Baseball Miscellany: A Book Review
- Updated: April 26, 2011
Serious baseball fans tend to think they know the answers to the serious baseball questions that non-serious baseball fans may not even understand, let alone be able to answer. What these serious fans may not realize when they are explaining what VORP means to their seemingly impressed co-worker, is that they don’t even know the answers to some of the more simple questions about the game. Questions that only a novice would ask because a serious fan would be too ashamed to not know something seemingly so mundane such as why a shortstop is called a shortstop.
In “Baseball Miscellany: Everything You Always Wanted to Know About Baseball”, author Matthew Silverman attempts to answer all the questions that these serious fans are too embarrassed to ask, so they never have to. Fans, especially baseball fans, have a tendency to accept the way things are just because it is the way they have always been and trying to figure out what exactly a “sandlot” is wouldn’t seem as hip as just using it in a sentence.
Some of the questions Silverman looks to answer are not head scratchers, so don’t expect every page to help uncover a mystery about the game. For instance, almost all baseball fans know why the number 42 is retired for all teams. However, this garners a discussion of a certainly important subject, so the question does have its place.

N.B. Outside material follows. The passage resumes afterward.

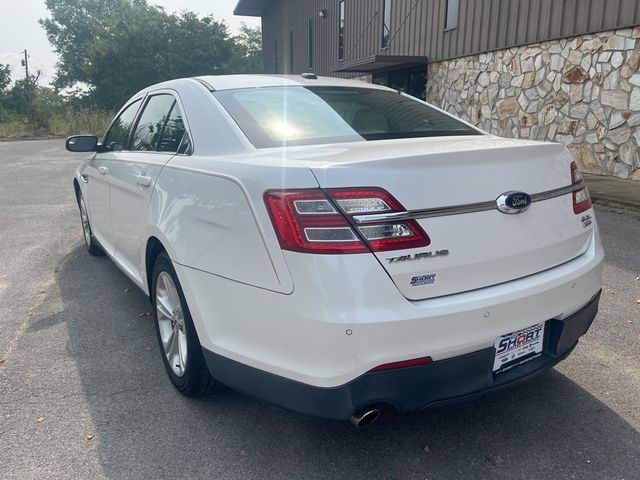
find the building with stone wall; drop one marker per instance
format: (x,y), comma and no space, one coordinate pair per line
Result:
(566,71)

Many of the questions Silverman asks, and then answers, are interesting and to most will be new facts such as, “Why does the visiting team always bat first?” and, “What is the most memorable promotion ever held?” These are not easy to find baseball facts that any old Joe could look up if the question popped into their head during the 3:00pm meeting and they have interesting answers, as one might think. Giving away these answers in the body of this review would not be fair to the author, but there is certainly something to be gained for reading this work.
However, there are parts of the book that seem like somewhat of a cop out. If the point of the book was to bring questions to light that would never have been asked, but needed to be answered, finding out why the spitball was illegal or how many times Ty Cobb stole home, probably doesn’t fall into that category. Basically, if the reader can easily Google the correct answer, it doesn’t have a place in a book of this caliber.
Other topics covered in the book that this reviewer found intriguing include:
“What is the loss column and why is it so important?”
“Why do some new stadiums have the same names as old ones?”
The book is a fast and easy read with many pictures to keep the reader’s eye and focus. In addition to answering the above questions, the author also includes other tidbits about the game in short sections included in each chapter. Two of these featured sections are Baseball Defined, which is a section focused on defining a baseball term, and Quotable, which shares a memorable quote from someone in the game.
This book would be a good coffee table addition and conversation piece during entertaining, whether the subjects are baseball fans or not. This would also be a great gift for a young baseball fan who is just starting to get immersed in the game they will eventually become obsessed with.
While readers should expect a respectable level of research within this work, they should not be prepared for a lengthy historical baseball perspective with endless facts and reasoning. The answers are simple, short and to the point, which is what makes this work effective.